On Tue, 18 Jun 2019, Fenghua Yu wrote:
> To simplify the code, Ingo suggests to use the global atomic
> split_lock_debug flag both for warning split lock in WARN_ONCE() and for
> writing the debugfs interface.

So how is that flag used for writing the debugfs interface? Did you use it
for writing the code or is it used by the admin to write to the interface?

> -static void split_lock_update_msr(void)
> +static void split_lock_update_msr(void *__unused)
> {
> + unsigned long flags;
> +
> + /*
> + * Need to prevent msr_test_ctl_cached from being changed *and*
> + * completing its WRMSR between our read and our WRMSR. By turning
> + * IRQs off here, ensure that no split lock debugfs write happens
> + * on this CPU and that any concurrent debugfs write from a different
> + * CPU will not finish updating us via IPI until we're done.
> + */

That's the same convoluted comment as in the UMWAIT series, but aside of
that it's completely nonsensical here. This function is either called from
the early cpu init code or via an SMP function call. Both have interrupts
disabled.

> + local_irq_save(flags);

So this is a pointless exercise.

> if (split_lock_detect_enabled) {
> /* Enable split lock detection */
> this_cpu_or(msr_test_ctl_cached, MSR_TEST_CTL_SPLIT_LOCK_DETECT);
> @@ -640,6 +653,8 @@ static void split_lock_update_msr(void)
> this_cpu_and(msr_test_ctl_cached, ~MSR_TEST_CTL_SPLIT_LOCK_DETECT);
> }
> wrmsrl(MSR_TEST_CTL, this_cpu_read(msr_test_ctl_cached));
> +
> + local_irq_restore(flags);
> }
>
> static void split_lock_init(struct cpuinfo_x86 *c)
> @@ -651,7 +666,7 @@ static void split_lock_init(struct cpuinfo_x86 *c)
> rdmsrl(MSR_TEST_CTL, test_ctl_val);
> this_cpu_write(msr_test_ctl_cached, test_ctl_val);
>
> - split_lock_update_msr();
> + split_lock_update_msr(NULL);
> }
> }
>
> @@ -1077,10 +1092,23 @@ static atomic_t split_lock_debug;
>
> void split_lock_disable(void)
> {
> + unsigned long flags;
> +
> + /*
> + * Need to prevent msr_test_ctl_cached from being changed *and*
> + * completing its WRMSR between our read and our WRMSR. By turning
> + * IRQs off here, ensure that no split lock debugfs write happens
> + * on this CPU and that any concurrent debugfs write from a different
> + * CPU will not finish updating us via IPI until we're done.
> + */

Please check the comment above umwait_cpu_online() in the version I fixed
up and make sure that the comment here makes sense as well. The above does
not make any sense at all here. But before you go there ....

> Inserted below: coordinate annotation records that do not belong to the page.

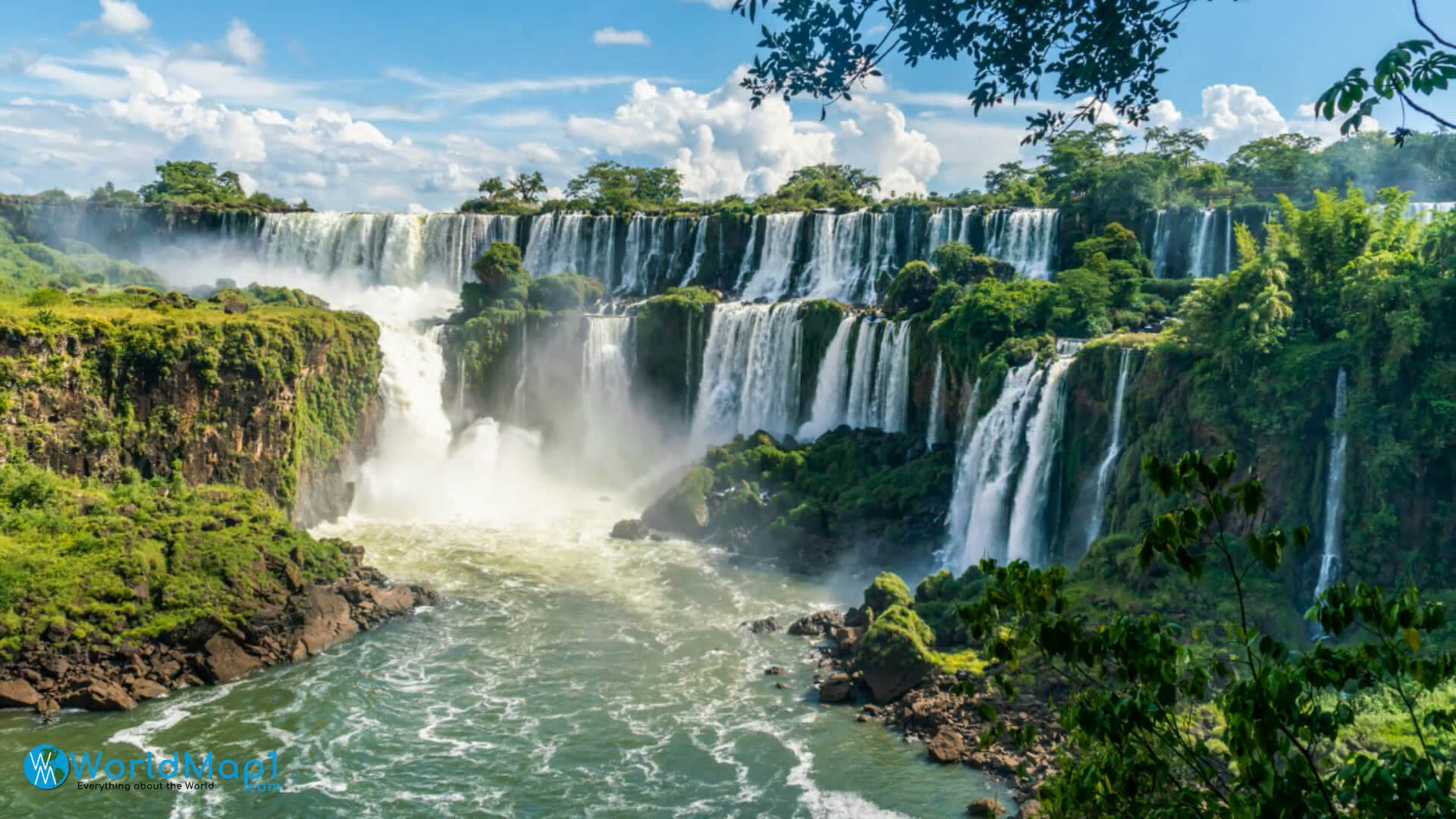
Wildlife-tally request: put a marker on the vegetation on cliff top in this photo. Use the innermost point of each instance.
(104, 356)
(95, 564)
(1283, 729)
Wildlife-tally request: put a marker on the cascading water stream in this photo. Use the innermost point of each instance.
(987, 466)
(1003, 494)
(829, 390)
(1114, 447)
(937, 422)
(892, 378)
(1027, 238)
(1028, 537)
(750, 372)
(859, 406)
(781, 238)
(1201, 256)
(1334, 491)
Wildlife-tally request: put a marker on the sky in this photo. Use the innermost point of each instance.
(372, 105)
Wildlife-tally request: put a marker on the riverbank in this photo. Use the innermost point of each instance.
(118, 594)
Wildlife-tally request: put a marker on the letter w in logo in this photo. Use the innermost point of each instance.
(41, 764)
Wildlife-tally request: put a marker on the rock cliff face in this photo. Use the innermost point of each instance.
(297, 623)
(278, 398)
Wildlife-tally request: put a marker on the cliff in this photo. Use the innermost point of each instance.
(278, 397)
(117, 594)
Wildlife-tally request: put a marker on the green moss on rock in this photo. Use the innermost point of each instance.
(889, 591)
(95, 564)
(896, 651)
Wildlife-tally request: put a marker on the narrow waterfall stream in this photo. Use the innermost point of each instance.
(1334, 493)
(565, 673)
(1114, 447)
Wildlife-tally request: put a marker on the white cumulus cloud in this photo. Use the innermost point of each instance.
(613, 37)
(242, 42)
(724, 146)
(123, 17)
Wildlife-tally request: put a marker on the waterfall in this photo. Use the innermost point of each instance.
(968, 417)
(379, 248)
(1201, 256)
(1028, 537)
(1027, 238)
(1334, 491)
(1003, 493)
(986, 469)
(829, 390)
(519, 394)
(750, 372)
(1163, 240)
(859, 407)
(606, 378)
(937, 420)
(748, 257)
(1229, 261)
(892, 378)
(688, 369)
(699, 245)
(781, 238)
(1114, 447)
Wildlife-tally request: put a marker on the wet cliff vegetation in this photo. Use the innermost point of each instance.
(158, 450)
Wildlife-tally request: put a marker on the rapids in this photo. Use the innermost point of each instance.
(565, 673)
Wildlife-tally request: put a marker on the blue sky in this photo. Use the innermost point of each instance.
(388, 105)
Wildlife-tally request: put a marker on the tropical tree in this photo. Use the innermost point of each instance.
(1222, 722)
(1107, 53)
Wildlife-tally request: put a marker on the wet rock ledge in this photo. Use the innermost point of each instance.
(291, 626)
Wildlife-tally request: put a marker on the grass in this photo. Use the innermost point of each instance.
(112, 564)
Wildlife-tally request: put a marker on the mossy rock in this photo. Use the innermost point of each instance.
(889, 591)
(685, 509)
(896, 653)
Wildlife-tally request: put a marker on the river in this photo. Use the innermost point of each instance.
(565, 673)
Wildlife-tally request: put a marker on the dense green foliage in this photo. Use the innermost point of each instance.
(516, 197)
(27, 264)
(1164, 720)
(108, 564)
(564, 292)
(808, 503)
(102, 360)
(200, 184)
(501, 279)
(839, 187)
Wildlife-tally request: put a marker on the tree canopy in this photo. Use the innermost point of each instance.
(1107, 53)
(199, 183)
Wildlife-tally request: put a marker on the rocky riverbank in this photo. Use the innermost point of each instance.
(293, 624)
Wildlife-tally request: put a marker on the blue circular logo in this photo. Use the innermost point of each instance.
(47, 767)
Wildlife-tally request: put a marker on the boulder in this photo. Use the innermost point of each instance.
(887, 591)
(766, 626)
(817, 624)
(836, 689)
(394, 601)
(224, 661)
(147, 689)
(18, 694)
(946, 746)
(683, 509)
(327, 621)
(984, 806)
(629, 531)
(101, 695)
(848, 639)
(894, 653)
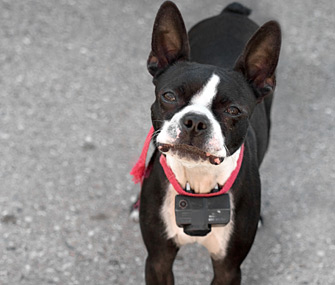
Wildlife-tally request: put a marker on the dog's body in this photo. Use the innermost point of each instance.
(205, 110)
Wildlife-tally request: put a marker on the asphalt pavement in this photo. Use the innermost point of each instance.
(75, 97)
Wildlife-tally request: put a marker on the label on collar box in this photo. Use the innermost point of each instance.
(197, 214)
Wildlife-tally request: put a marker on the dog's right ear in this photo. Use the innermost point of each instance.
(169, 39)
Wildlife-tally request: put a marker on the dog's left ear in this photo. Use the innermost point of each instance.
(169, 39)
(259, 59)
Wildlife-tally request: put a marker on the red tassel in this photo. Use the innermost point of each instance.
(138, 170)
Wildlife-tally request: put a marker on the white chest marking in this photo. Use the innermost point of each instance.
(216, 241)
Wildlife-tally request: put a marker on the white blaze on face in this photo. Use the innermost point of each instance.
(201, 104)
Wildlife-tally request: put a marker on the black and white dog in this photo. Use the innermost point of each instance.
(214, 90)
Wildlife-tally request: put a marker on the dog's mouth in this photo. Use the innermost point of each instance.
(193, 152)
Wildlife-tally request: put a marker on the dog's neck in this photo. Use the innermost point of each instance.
(202, 177)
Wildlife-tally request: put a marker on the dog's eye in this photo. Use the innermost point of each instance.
(233, 111)
(169, 97)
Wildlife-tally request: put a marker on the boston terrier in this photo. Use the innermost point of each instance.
(211, 122)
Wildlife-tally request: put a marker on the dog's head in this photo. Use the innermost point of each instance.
(201, 112)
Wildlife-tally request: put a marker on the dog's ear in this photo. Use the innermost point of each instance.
(169, 39)
(259, 59)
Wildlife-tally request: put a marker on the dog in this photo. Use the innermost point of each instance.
(211, 123)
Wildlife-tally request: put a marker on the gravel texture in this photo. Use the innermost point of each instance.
(74, 111)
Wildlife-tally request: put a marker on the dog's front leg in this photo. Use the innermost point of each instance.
(225, 273)
(158, 267)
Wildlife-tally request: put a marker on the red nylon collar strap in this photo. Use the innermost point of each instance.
(139, 171)
(226, 187)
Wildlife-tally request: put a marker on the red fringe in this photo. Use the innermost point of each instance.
(138, 170)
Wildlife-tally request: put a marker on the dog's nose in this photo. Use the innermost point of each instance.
(195, 123)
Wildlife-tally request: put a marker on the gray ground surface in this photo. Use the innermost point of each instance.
(74, 112)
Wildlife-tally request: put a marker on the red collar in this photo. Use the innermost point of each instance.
(139, 170)
(226, 187)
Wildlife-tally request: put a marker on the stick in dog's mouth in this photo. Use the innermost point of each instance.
(192, 151)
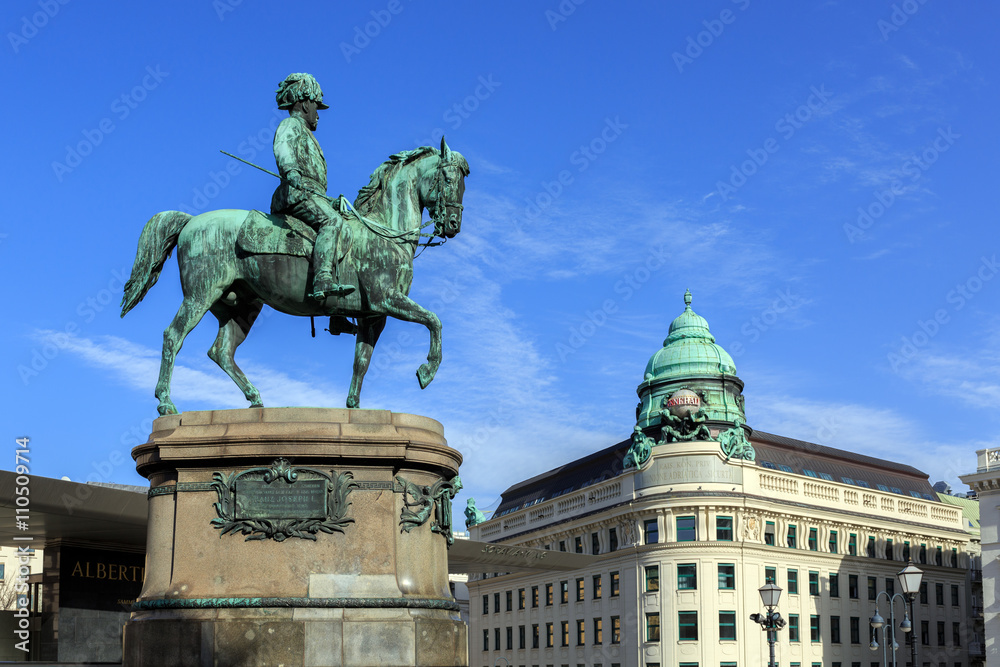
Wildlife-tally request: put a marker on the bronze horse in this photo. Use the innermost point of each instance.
(218, 276)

> + local_irq_save(flags);

Neither does this.

> /* Disable split lock detection on this CPU */
> this_cpu_and(msr_test_ctl_cached, ~MSR_TEST_CTL_SPLIT_LOCK_DETECT);
> wrmsrl(MSR_TEST_CTL, this_cpu_read(msr_test_ctl_cached));
>
> + local_irq_restore(flags);
> +
> /*
> * Use the atomic variable split_lock_debug to ensure only the
> * first CPU hitting split lock issue prints one single complete
> @@ -1094,3 +1122,92 @@ void split_lock_disable(void)
> atomic_set(&split_lock_debug, 0);
> }
> }

The above is called from the AC handler:

+dotraplinkage void do_alignment_check(struct pt_regs *regs, long error_code)
+{
+ unsigned int trapnr = X86_TRAP_AC;
+ char str[] = "alignment check";
+ int signr = SIGBUS;
+
+ RCU_LOCKDEP_WARN(!rcu_is_watching(), "entry code didn't wake RCU");
+
+ if (notify_die(DIE_TRAP, str, regs, error_code, trapnr, signr) == NOTIFY_STOP)
+ return;
+
+ cond_local_irq_enable(regs);

So why enabling interrupts here at all? Just to disable them right away
when this was a split lock? Just keep them disabled, do the check with
interrupts disabled ...

+ if (!user_mode(regs) && static_cpu_has(X86_FEATURE_SPLIT_LOCK_DETECT)) {
+ /*
+ * Only split locks can generate #AC from kernel mode.
+ *
+ * The split-lock detection feature is a one-shot
+ * debugging facility, so we disable it immediately and
+ * print a warning.
+ *
+ * This also solves the instruction restart problem: we
+ * return the faulting instruction right after this it
+ * will be executed without generating another #AC fault
+ * and getting into an infinite loop, instead it will
+ * continue without side effects to the interrupted
+ * execution context.
+ *
+ * Split-lock detection will remain disabled after this,
+ * until the next reboot.
+ */
+ split_lock_disable();

split_lock_disable() wants a lockdep_assert_irqs_disabled() inside.

+
+ return;
+ }

and put the cond_local_irq_enable() here.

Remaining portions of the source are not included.